Need some help with graphbolt and HeteroGraphConv for link prediction

First of all, thank you for creating such a great project! I am just coming up to speed on GNN’s and facing a learning curve with GNNs in general and with DGL’s bits and pieces in particular, so please forgive if my question is naive and has an obvious answer somewhere staring at me in the docs or examples.

I am trying to implement a recommender system via link prediction on a heterogeneous graph and starting out with a trivial subset of my data in hopes of adding more node and edge types as well as related embeddings down the road. For the time being my graph has the following node types:

  • users
  • posts
  • media

users like posts
posts can contain one or more media (images or videos)
media has embeddings based on visual content.

the goal is to learn embeddings for posts and users to be able to predict what other posts users might like based on their previous likes.

Even with this limited set of node types and edges, my dataset is pretty large and I’m using graphbolt for batching. I’ve been trying to follow the documentation for stochastic training on large heterogenous graphs, but I’m stuck on the basic step of getting post and user embeddings after running a batch through 2 layers of HeteroGraphConv. The following code demonstrates my issue on a toy dataset:

import dgl
import dgl.graphbolt as gb
import dgl.nn as dglnn

import torch
import torch.nn as nn
import torch.nn.functional as F
import numpy as np

n_users = 50
n_posts = 100
n_media = 200

n_likes = 200
n_contains = 200

input_feature_dim = 32
hidden_feature_dim = 16
output_feature_dim = 8

like_src = np.random.randint(0, n_users, n_likes)
like_dst = np.random.randint(0, n_posts, n_likes)

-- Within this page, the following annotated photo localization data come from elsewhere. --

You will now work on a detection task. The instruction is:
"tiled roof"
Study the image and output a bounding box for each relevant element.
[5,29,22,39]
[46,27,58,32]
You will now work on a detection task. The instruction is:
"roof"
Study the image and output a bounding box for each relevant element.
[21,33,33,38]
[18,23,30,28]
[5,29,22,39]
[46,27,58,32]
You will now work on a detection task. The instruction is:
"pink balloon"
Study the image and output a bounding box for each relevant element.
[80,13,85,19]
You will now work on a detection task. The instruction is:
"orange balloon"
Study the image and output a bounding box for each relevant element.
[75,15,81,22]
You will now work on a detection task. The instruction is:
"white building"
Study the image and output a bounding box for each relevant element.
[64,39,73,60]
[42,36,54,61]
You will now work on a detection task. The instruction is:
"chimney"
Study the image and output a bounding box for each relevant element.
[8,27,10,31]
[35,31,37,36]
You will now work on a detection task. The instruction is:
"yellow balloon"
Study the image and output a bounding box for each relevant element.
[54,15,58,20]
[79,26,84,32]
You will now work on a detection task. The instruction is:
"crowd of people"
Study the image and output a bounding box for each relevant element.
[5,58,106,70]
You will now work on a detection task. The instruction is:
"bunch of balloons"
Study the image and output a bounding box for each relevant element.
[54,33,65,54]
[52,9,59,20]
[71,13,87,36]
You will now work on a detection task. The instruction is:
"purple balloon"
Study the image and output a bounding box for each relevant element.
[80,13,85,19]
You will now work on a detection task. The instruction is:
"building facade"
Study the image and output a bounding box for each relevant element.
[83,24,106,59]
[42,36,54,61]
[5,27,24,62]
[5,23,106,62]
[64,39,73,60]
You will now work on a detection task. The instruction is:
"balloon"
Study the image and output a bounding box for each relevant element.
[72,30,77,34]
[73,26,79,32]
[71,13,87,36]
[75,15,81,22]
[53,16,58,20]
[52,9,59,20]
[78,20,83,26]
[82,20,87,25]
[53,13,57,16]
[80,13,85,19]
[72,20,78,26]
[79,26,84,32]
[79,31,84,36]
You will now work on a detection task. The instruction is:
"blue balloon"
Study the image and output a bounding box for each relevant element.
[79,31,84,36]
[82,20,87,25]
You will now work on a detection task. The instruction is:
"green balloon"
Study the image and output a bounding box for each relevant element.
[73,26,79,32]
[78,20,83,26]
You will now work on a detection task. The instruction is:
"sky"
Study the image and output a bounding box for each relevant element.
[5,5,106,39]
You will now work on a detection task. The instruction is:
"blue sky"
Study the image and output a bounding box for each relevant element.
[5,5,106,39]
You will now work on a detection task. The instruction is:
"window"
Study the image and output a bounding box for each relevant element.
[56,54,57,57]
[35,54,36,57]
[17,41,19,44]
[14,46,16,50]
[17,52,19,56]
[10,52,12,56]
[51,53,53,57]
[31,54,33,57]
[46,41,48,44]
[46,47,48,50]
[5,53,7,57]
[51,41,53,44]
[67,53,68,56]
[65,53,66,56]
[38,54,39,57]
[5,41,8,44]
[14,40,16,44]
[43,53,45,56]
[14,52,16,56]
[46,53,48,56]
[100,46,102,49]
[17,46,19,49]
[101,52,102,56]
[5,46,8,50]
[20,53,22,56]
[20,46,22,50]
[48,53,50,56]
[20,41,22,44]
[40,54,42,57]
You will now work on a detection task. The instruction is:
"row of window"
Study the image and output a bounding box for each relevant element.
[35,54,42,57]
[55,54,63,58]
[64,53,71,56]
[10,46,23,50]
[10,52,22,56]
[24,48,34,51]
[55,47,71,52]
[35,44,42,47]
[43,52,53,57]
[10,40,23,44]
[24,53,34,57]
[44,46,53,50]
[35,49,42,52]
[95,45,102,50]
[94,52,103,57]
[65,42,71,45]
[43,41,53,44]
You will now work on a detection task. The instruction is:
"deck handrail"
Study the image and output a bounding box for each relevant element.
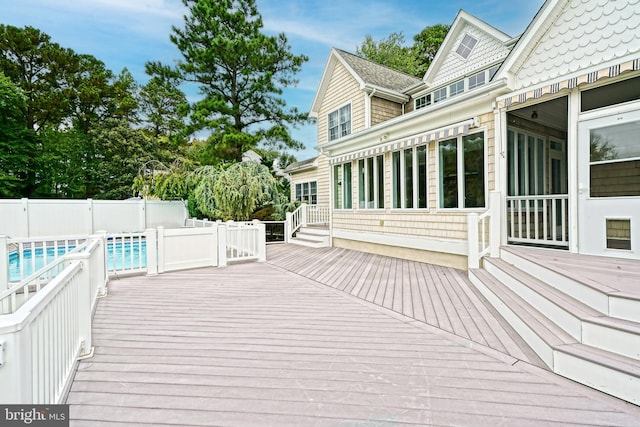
[0,235,105,404]
[467,191,501,270]
[285,204,330,242]
[506,194,569,247]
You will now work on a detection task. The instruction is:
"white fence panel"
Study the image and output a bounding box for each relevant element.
[0,199,27,237]
[93,200,144,233]
[146,200,188,229]
[157,227,218,273]
[28,200,92,237]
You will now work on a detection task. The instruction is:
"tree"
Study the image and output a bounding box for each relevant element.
[139,74,187,138]
[147,0,309,163]
[0,73,38,197]
[355,24,449,78]
[356,32,419,76]
[413,24,450,76]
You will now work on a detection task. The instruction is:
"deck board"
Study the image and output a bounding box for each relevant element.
[67,246,640,425]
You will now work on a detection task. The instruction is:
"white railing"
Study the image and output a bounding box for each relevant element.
[0,235,87,290]
[0,236,105,404]
[184,218,216,228]
[285,204,330,242]
[506,194,569,247]
[224,221,266,264]
[467,191,501,270]
[307,205,330,225]
[106,232,147,276]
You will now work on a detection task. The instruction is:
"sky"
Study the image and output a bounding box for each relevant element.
[2,0,545,161]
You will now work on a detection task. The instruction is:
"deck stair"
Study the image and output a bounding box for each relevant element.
[468,246,640,405]
[290,225,330,248]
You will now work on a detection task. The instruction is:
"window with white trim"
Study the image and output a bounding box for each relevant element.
[449,80,464,97]
[328,104,351,142]
[333,162,352,209]
[434,87,447,103]
[456,34,478,59]
[358,155,384,209]
[438,131,485,208]
[295,181,317,204]
[415,94,431,110]
[391,145,428,209]
[468,71,486,90]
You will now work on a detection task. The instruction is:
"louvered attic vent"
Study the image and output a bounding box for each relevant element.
[456,34,477,59]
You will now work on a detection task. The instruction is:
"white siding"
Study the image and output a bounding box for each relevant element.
[514,0,640,89]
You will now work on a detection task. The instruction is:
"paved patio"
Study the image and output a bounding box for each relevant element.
[67,246,640,426]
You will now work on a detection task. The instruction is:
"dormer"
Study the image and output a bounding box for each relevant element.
[410,10,515,111]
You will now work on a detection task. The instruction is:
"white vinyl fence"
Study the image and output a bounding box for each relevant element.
[0,198,188,238]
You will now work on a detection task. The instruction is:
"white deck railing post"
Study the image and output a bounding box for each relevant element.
[157,226,165,274]
[66,253,93,357]
[145,228,158,276]
[285,211,292,243]
[255,221,266,262]
[218,224,227,267]
[489,191,501,258]
[0,235,7,291]
[301,204,308,228]
[467,213,480,270]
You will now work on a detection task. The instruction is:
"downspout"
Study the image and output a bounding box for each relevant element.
[366,88,377,128]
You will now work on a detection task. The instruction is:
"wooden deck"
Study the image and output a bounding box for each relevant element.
[66,246,640,425]
[267,244,542,365]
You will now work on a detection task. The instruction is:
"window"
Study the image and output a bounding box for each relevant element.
[328,104,351,141]
[438,132,485,208]
[434,87,447,103]
[333,162,352,209]
[449,80,464,97]
[295,181,317,204]
[489,65,499,80]
[456,34,478,59]
[507,130,545,197]
[468,71,486,90]
[581,76,640,112]
[415,94,431,110]
[358,155,384,209]
[391,145,428,209]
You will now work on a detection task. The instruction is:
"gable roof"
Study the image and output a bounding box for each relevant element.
[309,48,421,118]
[422,9,514,88]
[285,156,318,173]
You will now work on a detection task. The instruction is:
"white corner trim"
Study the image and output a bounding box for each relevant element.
[332,229,469,256]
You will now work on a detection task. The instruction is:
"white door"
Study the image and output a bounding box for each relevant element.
[577,107,640,259]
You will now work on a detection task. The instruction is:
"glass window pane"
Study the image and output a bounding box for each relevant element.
[358,159,365,208]
[367,157,375,207]
[377,155,385,208]
[343,162,352,209]
[417,145,427,208]
[404,149,414,208]
[590,121,640,197]
[295,183,301,201]
[310,181,317,205]
[392,152,401,208]
[439,139,458,208]
[517,133,526,196]
[463,132,485,208]
[333,165,342,209]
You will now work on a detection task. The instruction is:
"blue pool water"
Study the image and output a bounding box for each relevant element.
[8,240,147,282]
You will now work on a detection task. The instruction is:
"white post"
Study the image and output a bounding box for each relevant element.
[285,212,292,242]
[256,222,266,262]
[467,213,479,270]
[64,254,93,357]
[145,228,158,276]
[157,226,165,274]
[218,224,227,267]
[0,235,7,291]
[489,191,501,258]
[87,198,94,235]
[140,198,147,232]
[301,204,308,228]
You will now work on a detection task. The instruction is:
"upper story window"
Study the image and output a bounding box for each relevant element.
[434,87,447,103]
[456,34,478,59]
[449,80,464,97]
[415,94,432,110]
[468,71,486,90]
[328,104,351,142]
[295,181,317,205]
[489,65,499,80]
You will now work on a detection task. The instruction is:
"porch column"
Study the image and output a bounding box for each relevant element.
[568,90,580,253]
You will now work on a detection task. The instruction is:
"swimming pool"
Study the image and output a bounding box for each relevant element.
[8,239,147,282]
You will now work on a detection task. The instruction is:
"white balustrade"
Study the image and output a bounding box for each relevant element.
[506,194,569,247]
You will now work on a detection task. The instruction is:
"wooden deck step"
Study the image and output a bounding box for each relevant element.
[290,226,330,248]
[471,252,640,405]
[501,246,640,322]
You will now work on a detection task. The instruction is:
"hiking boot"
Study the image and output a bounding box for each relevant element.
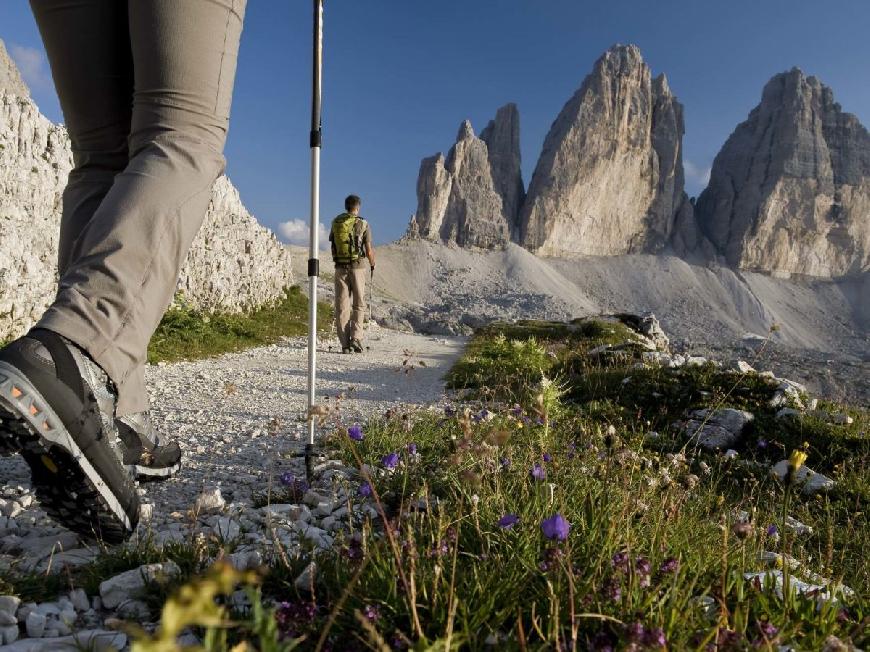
[117,411,181,481]
[350,339,363,353]
[0,329,139,543]
[341,347,352,354]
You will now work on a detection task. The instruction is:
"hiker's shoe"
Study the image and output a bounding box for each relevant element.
[0,330,139,543]
[350,339,363,353]
[341,347,352,354]
[117,411,181,481]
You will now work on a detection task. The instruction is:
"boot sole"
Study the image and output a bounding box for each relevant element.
[0,361,138,543]
[135,461,181,481]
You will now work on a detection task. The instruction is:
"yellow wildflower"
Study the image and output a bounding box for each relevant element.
[788,450,808,473]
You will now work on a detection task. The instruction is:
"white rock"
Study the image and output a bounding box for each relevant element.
[69,589,89,613]
[194,487,226,514]
[25,611,45,638]
[295,562,316,591]
[215,517,240,541]
[0,629,126,651]
[680,408,754,450]
[0,595,20,621]
[771,461,835,495]
[99,561,181,609]
[1,624,18,644]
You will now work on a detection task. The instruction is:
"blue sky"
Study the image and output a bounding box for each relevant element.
[2,1,868,245]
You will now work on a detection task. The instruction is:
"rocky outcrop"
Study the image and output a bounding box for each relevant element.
[0,40,29,99]
[519,44,689,256]
[480,104,525,234]
[178,177,294,313]
[695,68,870,277]
[410,104,523,249]
[0,39,292,341]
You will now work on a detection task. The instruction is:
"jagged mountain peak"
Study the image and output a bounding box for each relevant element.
[695,67,870,276]
[518,43,688,256]
[0,38,31,99]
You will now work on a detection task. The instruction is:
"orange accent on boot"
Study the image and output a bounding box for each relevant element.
[41,455,58,473]
[11,386,22,399]
[29,405,39,416]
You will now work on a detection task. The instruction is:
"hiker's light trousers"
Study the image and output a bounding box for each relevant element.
[334,264,368,348]
[30,0,247,415]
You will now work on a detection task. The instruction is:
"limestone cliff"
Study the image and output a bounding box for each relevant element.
[410,104,523,248]
[0,39,293,341]
[518,44,689,256]
[695,68,870,277]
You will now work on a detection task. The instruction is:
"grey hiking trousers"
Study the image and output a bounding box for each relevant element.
[30,0,247,415]
[334,263,368,349]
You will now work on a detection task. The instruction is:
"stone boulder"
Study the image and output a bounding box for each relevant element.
[679,408,755,450]
[695,68,870,277]
[518,44,691,256]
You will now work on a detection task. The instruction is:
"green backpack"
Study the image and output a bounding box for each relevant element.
[330,213,365,264]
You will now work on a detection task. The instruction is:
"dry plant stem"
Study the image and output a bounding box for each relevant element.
[443,520,461,649]
[314,557,370,652]
[348,442,424,640]
[516,609,528,651]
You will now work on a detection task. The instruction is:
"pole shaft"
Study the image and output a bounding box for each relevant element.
[307,0,324,447]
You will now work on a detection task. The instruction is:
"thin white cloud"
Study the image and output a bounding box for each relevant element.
[277,218,329,250]
[684,159,712,188]
[9,44,51,92]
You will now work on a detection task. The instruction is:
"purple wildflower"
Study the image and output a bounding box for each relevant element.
[644,627,667,648]
[612,551,629,571]
[590,633,615,652]
[542,452,553,463]
[766,524,778,537]
[348,424,364,441]
[444,406,456,417]
[381,452,400,469]
[511,404,523,416]
[279,471,295,487]
[531,464,546,481]
[636,556,652,586]
[407,442,418,455]
[535,417,545,426]
[497,514,520,529]
[604,578,622,602]
[756,621,778,641]
[540,513,570,541]
[358,482,373,497]
[659,557,680,574]
[757,438,768,449]
[275,601,318,640]
[567,442,577,459]
[363,604,381,622]
[500,457,511,469]
[626,621,646,641]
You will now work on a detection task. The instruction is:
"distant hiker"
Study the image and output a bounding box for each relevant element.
[330,195,376,354]
[0,0,247,542]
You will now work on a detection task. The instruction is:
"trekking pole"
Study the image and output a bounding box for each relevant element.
[304,0,324,483]
[368,266,374,325]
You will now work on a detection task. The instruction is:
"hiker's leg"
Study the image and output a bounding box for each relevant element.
[349,266,367,343]
[36,0,247,416]
[334,268,352,349]
[30,1,134,276]
[30,0,145,413]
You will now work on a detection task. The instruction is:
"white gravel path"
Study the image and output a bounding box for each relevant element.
[143,325,465,515]
[0,326,465,570]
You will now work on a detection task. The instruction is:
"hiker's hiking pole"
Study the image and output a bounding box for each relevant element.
[304,0,324,483]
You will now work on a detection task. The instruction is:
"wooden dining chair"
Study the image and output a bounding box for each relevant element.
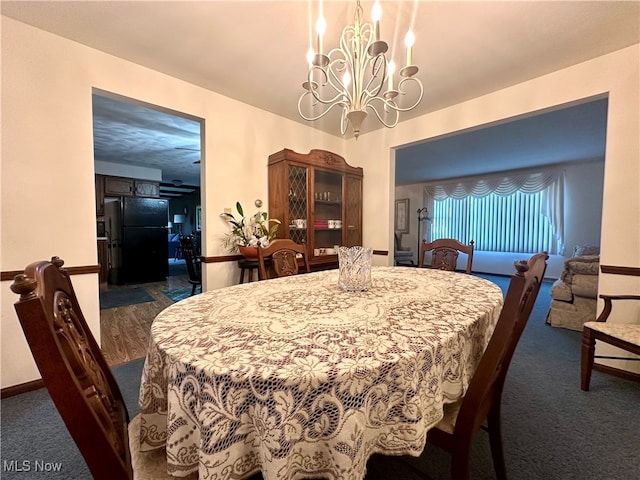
[424,251,548,480]
[179,234,202,295]
[10,257,195,480]
[257,239,310,280]
[419,238,475,274]
[581,294,640,391]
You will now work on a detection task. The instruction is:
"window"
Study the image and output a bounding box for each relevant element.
[427,170,564,255]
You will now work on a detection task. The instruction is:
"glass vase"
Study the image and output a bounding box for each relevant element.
[338,246,373,291]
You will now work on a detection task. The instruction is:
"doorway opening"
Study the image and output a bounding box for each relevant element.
[92,89,204,365]
[393,95,608,278]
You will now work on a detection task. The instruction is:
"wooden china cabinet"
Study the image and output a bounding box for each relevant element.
[268,148,363,270]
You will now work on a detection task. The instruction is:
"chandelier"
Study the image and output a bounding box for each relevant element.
[298,0,423,139]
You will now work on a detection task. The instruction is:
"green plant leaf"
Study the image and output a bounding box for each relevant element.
[220,201,281,253]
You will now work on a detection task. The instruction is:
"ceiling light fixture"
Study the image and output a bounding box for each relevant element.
[298,0,423,139]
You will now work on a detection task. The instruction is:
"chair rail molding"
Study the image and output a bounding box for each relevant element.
[600,265,640,276]
[1,265,100,282]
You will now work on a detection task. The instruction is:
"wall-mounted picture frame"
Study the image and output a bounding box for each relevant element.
[196,205,202,231]
[395,198,410,233]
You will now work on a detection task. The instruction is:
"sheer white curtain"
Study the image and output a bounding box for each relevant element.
[540,176,564,255]
[426,169,565,255]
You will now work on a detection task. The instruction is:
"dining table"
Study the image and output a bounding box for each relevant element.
[138,266,504,480]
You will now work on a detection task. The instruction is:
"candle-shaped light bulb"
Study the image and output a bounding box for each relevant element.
[387,60,395,90]
[371,1,382,41]
[343,70,351,88]
[405,29,415,66]
[316,16,326,54]
[306,48,314,68]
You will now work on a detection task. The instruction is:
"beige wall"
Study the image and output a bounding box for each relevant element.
[348,44,639,374]
[348,44,639,276]
[0,17,345,388]
[2,15,639,388]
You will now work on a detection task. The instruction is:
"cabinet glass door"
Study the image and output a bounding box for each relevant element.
[313,170,343,257]
[288,165,308,246]
[345,176,362,246]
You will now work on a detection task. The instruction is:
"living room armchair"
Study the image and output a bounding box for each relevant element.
[394,232,414,266]
[546,244,600,331]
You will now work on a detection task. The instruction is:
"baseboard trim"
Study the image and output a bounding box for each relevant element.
[1,378,44,399]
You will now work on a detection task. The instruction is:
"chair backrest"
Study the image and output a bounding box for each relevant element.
[257,239,310,280]
[454,251,548,439]
[419,238,475,274]
[179,234,201,284]
[394,232,402,252]
[10,257,133,480]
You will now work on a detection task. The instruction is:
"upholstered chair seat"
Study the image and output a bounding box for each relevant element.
[581,294,640,391]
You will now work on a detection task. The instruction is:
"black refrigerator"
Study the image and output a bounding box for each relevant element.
[119,197,168,284]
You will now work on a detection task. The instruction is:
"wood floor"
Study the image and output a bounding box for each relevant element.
[100,265,191,367]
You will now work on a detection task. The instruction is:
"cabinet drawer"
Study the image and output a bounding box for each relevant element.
[134,180,160,198]
[104,176,134,196]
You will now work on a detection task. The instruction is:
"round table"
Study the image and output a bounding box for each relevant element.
[139,267,503,480]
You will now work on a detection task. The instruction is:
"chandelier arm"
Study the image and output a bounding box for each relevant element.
[337,28,357,106]
[363,77,424,114]
[298,92,348,121]
[352,25,367,110]
[340,108,349,135]
[361,54,386,105]
[302,62,356,105]
[366,98,400,128]
[326,57,354,105]
[391,77,424,112]
[308,65,328,85]
[307,63,350,106]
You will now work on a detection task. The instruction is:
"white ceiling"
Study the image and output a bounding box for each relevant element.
[92,92,203,187]
[3,1,638,186]
[395,96,609,184]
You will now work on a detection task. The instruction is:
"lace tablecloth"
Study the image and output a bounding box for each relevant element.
[139,267,503,479]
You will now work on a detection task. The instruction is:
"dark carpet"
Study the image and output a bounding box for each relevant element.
[0,359,144,479]
[162,286,194,303]
[99,287,154,309]
[2,274,638,479]
[168,260,188,277]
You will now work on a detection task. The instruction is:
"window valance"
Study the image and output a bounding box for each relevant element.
[426,170,564,200]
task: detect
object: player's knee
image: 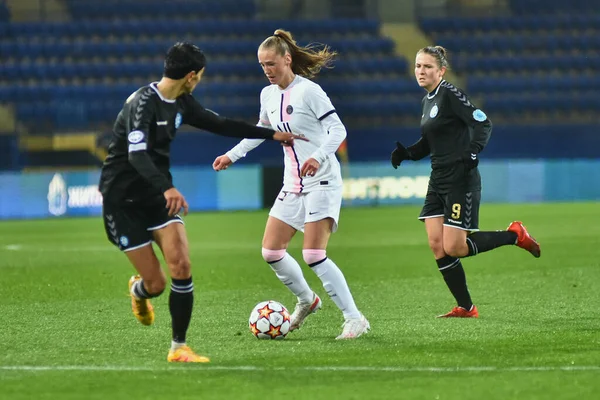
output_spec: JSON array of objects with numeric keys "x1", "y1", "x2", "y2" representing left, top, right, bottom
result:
[
  {"x1": 443, "y1": 242, "x2": 468, "y2": 258},
  {"x1": 303, "y1": 249, "x2": 327, "y2": 266},
  {"x1": 262, "y1": 248, "x2": 286, "y2": 263},
  {"x1": 168, "y1": 256, "x2": 191, "y2": 279},
  {"x1": 428, "y1": 236, "x2": 444, "y2": 255}
]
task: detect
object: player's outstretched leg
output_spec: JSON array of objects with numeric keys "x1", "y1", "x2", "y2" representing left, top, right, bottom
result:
[
  {"x1": 507, "y1": 221, "x2": 541, "y2": 258},
  {"x1": 463, "y1": 223, "x2": 540, "y2": 258},
  {"x1": 128, "y1": 275, "x2": 155, "y2": 326}
]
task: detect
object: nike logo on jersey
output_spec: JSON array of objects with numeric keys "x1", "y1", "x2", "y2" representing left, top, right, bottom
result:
[
  {"x1": 270, "y1": 109, "x2": 277, "y2": 114},
  {"x1": 308, "y1": 211, "x2": 319, "y2": 215}
]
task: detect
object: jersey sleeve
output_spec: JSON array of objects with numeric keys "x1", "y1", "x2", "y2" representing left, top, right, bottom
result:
[
  {"x1": 127, "y1": 90, "x2": 174, "y2": 193},
  {"x1": 226, "y1": 139, "x2": 265, "y2": 163},
  {"x1": 305, "y1": 83, "x2": 337, "y2": 122},
  {"x1": 257, "y1": 87, "x2": 272, "y2": 128},
  {"x1": 224, "y1": 88, "x2": 270, "y2": 163},
  {"x1": 407, "y1": 136, "x2": 431, "y2": 160},
  {"x1": 180, "y1": 95, "x2": 276, "y2": 139},
  {"x1": 444, "y1": 85, "x2": 492, "y2": 153},
  {"x1": 304, "y1": 84, "x2": 346, "y2": 163}
]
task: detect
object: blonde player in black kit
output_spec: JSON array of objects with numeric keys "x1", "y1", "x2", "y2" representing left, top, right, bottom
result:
[
  {"x1": 390, "y1": 46, "x2": 541, "y2": 318},
  {"x1": 99, "y1": 42, "x2": 304, "y2": 362}
]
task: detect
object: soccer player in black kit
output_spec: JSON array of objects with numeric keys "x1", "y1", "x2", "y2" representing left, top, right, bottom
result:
[
  {"x1": 99, "y1": 42, "x2": 305, "y2": 362},
  {"x1": 390, "y1": 46, "x2": 541, "y2": 318}
]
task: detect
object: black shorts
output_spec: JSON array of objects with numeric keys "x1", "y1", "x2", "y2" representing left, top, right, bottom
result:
[
  {"x1": 102, "y1": 196, "x2": 183, "y2": 251},
  {"x1": 418, "y1": 189, "x2": 481, "y2": 231}
]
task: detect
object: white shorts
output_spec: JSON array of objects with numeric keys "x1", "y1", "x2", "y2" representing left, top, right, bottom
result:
[{"x1": 268, "y1": 188, "x2": 342, "y2": 233}]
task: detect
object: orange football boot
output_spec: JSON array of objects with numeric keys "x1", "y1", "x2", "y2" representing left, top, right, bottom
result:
[{"x1": 507, "y1": 221, "x2": 541, "y2": 258}]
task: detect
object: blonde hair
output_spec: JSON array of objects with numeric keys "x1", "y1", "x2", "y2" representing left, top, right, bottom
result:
[
  {"x1": 259, "y1": 29, "x2": 337, "y2": 79},
  {"x1": 417, "y1": 45, "x2": 450, "y2": 69}
]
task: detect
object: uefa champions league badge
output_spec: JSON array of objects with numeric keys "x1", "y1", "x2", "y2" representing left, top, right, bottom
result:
[
  {"x1": 472, "y1": 109, "x2": 487, "y2": 122},
  {"x1": 127, "y1": 131, "x2": 144, "y2": 143},
  {"x1": 175, "y1": 112, "x2": 182, "y2": 129},
  {"x1": 429, "y1": 104, "x2": 438, "y2": 118},
  {"x1": 119, "y1": 236, "x2": 129, "y2": 247}
]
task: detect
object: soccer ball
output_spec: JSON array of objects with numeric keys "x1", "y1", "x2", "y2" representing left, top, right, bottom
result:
[{"x1": 248, "y1": 300, "x2": 291, "y2": 340}]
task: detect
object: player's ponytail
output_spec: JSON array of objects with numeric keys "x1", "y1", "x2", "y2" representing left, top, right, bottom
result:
[{"x1": 260, "y1": 29, "x2": 337, "y2": 79}]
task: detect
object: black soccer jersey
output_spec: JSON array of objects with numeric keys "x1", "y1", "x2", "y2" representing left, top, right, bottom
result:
[
  {"x1": 412, "y1": 80, "x2": 492, "y2": 193},
  {"x1": 99, "y1": 82, "x2": 276, "y2": 202}
]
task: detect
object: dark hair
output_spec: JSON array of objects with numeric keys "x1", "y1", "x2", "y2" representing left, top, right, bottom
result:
[
  {"x1": 259, "y1": 29, "x2": 337, "y2": 79},
  {"x1": 417, "y1": 46, "x2": 450, "y2": 69},
  {"x1": 163, "y1": 42, "x2": 206, "y2": 79}
]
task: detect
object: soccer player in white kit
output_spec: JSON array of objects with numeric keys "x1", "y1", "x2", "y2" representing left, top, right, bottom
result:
[{"x1": 213, "y1": 29, "x2": 369, "y2": 339}]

contains_src = np.random.randint(0, n_posts, n_contains)
contains_dst = np.random.randint(0, n_media, n_contains)


hetero_graph = dgl.heterograph(
    {
        ("post", "liked-by", "user"): (like_dst, like_src),
        ("media", "is-in", "post"): (contains_dst, contains_src),
    }
)

train_mask = torch.zeros(n_likes, dtype=torch.bool).bernoulli(0.6)
media_feature = torch.randn(n_media, input_feature_dim)
post_feature = torch.randn(n_posts, input_feature_dim)
user_feature = torch.randn(n_users, input_feature_dim)


feature = gb.BasicFeatureStore(
    {
        ("node", "media", "feat"): gb.TorchBasedFeature(media_feature),
        ("node", "post", "feat"): gb.TorchBasedFeature(post_feature),
        ("node", "user", "feat"): gb.TorchBasedFeature(user_feature),
    }
)

sampling_graph = gb.from_dglgraph(hetero_graph)
posts, users = hetero_graph.edges(etype="liked-by")
seed_edges = torch.concatenate([posts, users]).reshape(2, -1).T[train_mask]

seeds = {
    "post:liked-by:user": gb.ItemSet((seed_edges), names=("seeds")),
}

train_set = gb.HeteroItemSet(seeds)

datapipe = gb.ItemSampler(train_set, batch_size=2, shuffle=True)
datapipe = datapipe.sample_uniform_negative(sampling_graph, 2)
datapipe = datapipe.sample_layer_neighbor(sampling_graph, [5, 5])
datapipe = datapipe.fetch_feature(feature, node_feature_keys={"media": ["feat"]})
train_dataloader = gb.DataLoader(datapipe)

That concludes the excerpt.